The clear difference between the two diagnosis groups suggests that doctors can use these two features - cell size irregularity and clump thickness - as warning signs when checking for cancer. The more uneven the cells and thicker the clumps, the more likely the tumor may be malignant. These visual patterns help medical professionals quickly assess potential cancer cases during examinations.

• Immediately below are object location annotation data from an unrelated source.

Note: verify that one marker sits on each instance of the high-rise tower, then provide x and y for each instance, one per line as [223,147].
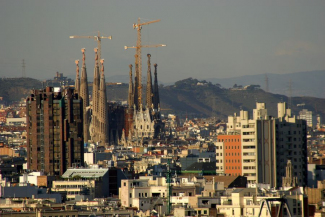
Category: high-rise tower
[54,130]
[77,81]
[95,95]
[156,101]
[102,108]
[84,94]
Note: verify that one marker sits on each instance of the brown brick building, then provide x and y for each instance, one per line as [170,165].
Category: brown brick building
[232,154]
[54,130]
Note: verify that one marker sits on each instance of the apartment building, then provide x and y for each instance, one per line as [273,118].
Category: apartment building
[266,146]
[54,130]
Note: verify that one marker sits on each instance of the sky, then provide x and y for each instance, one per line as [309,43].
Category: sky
[205,39]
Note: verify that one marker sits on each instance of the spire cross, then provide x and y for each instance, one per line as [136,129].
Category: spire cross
[102,63]
[77,67]
[96,56]
[83,57]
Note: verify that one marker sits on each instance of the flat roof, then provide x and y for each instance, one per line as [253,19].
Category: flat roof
[85,173]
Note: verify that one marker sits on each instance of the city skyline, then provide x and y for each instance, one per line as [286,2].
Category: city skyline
[207,39]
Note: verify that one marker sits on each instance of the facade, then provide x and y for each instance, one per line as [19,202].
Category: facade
[54,130]
[267,144]
[107,182]
[231,146]
[146,120]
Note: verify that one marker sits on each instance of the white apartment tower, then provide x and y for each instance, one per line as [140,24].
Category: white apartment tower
[268,143]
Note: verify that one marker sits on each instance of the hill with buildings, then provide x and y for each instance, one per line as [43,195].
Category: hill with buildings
[189,97]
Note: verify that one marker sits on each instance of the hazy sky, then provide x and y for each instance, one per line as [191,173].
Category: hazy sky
[205,38]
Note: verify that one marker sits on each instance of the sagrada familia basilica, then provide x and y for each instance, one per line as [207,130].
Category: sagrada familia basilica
[107,124]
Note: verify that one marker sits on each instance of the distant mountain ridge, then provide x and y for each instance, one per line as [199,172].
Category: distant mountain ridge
[308,83]
[302,83]
[188,97]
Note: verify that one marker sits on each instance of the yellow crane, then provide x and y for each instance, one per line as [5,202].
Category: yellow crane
[97,38]
[138,26]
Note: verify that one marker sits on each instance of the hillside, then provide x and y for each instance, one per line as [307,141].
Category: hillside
[302,83]
[189,97]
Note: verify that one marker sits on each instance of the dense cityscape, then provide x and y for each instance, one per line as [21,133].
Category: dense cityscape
[84,144]
[67,150]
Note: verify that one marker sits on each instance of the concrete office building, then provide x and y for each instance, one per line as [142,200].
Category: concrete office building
[267,145]
[306,115]
[54,130]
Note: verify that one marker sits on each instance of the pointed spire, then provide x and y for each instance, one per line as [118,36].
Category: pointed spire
[156,100]
[95,97]
[84,94]
[149,84]
[77,81]
[136,83]
[102,107]
[130,95]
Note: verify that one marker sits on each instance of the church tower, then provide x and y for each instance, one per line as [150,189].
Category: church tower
[136,83]
[149,85]
[102,108]
[84,94]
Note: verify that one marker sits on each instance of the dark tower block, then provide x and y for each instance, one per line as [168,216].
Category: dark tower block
[54,130]
[84,94]
[156,101]
[102,109]
[136,83]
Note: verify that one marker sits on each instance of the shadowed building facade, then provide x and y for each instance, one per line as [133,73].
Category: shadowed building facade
[54,130]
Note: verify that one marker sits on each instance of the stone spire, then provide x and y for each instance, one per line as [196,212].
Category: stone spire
[77,81]
[96,81]
[102,108]
[156,101]
[84,94]
[130,95]
[136,83]
[149,85]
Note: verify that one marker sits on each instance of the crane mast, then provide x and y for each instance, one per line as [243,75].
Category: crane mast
[138,47]
[97,38]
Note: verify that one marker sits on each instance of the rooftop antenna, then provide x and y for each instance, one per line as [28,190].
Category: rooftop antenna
[290,93]
[138,47]
[266,83]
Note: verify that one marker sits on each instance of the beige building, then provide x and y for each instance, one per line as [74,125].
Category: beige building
[142,193]
[245,203]
[73,188]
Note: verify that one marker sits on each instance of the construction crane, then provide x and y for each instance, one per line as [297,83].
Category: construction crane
[97,38]
[138,26]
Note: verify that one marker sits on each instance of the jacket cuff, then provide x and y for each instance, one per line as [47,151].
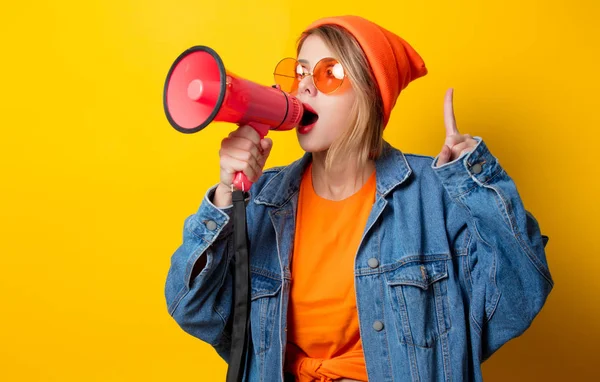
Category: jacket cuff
[468,171]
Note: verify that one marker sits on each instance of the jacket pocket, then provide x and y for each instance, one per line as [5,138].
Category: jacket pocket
[263,309]
[419,296]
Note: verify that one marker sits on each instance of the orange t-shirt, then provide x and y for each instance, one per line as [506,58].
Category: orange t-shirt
[323,336]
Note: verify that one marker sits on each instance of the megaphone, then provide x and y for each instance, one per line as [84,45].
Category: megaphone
[199,90]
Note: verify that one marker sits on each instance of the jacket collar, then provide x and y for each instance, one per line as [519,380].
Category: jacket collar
[392,169]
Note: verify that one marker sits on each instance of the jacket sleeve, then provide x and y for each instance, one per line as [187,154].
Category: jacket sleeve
[504,267]
[199,284]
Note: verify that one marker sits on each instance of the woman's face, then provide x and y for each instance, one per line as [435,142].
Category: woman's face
[332,109]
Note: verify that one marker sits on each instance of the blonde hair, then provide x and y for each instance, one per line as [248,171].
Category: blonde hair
[364,139]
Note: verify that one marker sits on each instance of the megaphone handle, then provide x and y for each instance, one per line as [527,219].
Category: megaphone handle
[240,180]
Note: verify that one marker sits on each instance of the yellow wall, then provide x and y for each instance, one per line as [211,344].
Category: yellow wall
[95,184]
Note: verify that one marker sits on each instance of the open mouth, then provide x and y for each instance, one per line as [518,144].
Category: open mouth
[309,118]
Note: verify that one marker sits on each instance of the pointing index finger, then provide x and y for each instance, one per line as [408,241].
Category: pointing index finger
[449,119]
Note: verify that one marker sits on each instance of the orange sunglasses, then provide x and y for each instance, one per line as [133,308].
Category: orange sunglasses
[328,75]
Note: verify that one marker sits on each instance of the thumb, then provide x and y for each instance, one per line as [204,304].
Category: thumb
[266,145]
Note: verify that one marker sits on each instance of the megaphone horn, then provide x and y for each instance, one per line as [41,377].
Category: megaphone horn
[198,90]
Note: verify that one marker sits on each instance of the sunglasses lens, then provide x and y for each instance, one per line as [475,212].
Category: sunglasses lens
[286,76]
[328,75]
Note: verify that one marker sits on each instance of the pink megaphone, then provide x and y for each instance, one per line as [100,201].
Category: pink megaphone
[198,90]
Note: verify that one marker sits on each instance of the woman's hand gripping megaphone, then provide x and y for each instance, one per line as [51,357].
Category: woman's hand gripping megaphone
[243,155]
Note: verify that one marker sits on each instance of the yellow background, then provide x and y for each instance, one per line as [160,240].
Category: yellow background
[95,184]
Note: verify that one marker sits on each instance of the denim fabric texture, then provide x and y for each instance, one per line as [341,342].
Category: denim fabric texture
[450,267]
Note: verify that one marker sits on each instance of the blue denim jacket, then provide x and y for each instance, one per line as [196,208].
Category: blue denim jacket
[450,267]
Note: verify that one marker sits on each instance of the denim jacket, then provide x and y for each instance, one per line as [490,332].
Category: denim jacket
[450,267]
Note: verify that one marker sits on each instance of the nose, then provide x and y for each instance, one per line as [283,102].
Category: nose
[307,86]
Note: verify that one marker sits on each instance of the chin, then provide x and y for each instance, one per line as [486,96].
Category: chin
[311,143]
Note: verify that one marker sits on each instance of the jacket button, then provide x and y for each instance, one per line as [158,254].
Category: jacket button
[378,325]
[373,262]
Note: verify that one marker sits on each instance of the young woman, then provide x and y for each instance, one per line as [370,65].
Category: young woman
[366,263]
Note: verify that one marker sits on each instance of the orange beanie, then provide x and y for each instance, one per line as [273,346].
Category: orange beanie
[393,61]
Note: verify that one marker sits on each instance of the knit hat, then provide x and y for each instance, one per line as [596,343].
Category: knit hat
[393,61]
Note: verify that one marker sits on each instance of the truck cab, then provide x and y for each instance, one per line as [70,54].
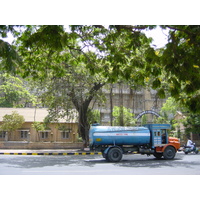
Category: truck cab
[113,141]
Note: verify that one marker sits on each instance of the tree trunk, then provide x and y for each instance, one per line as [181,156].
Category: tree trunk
[83,125]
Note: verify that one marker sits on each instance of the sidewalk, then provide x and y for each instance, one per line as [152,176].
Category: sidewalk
[47,152]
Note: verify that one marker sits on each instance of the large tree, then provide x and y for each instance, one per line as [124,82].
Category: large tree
[76,68]
[118,51]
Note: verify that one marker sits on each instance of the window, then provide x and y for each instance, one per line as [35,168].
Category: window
[2,134]
[65,134]
[44,134]
[24,134]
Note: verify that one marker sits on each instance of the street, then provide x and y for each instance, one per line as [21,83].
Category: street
[96,165]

The analysis of tumor characteristics in the Breast Cancer Wisconsin dataset reveals important patterns. Statistical tests confirm that malignant tumors have significantly greater clump thickness (average 7.20) compared to benign tumors (average 2.96), with the difference being extremely unlikely due to chance (p < 0.001). The large effect size (Hedges’ g = -2.03) further emphasizes how strongly clump thickness distinguishes cancerous from non-cancerous growths. The relationship between tumor features is also evident in the scatterplot, which shows malignant tumors consistently exhibiting both thicker clumps and less uniform cell sizes compared to benign cases. These findings demonstrate that clump thickness and cell uniformity are reliable indicators of malignancy, when cells appear more irregular and clumped together, the tumor is more likely to be cancerous. Together, the statistical results and visual trends provide clinicians with measurable criteria to help identify dangerous tumors efficiently.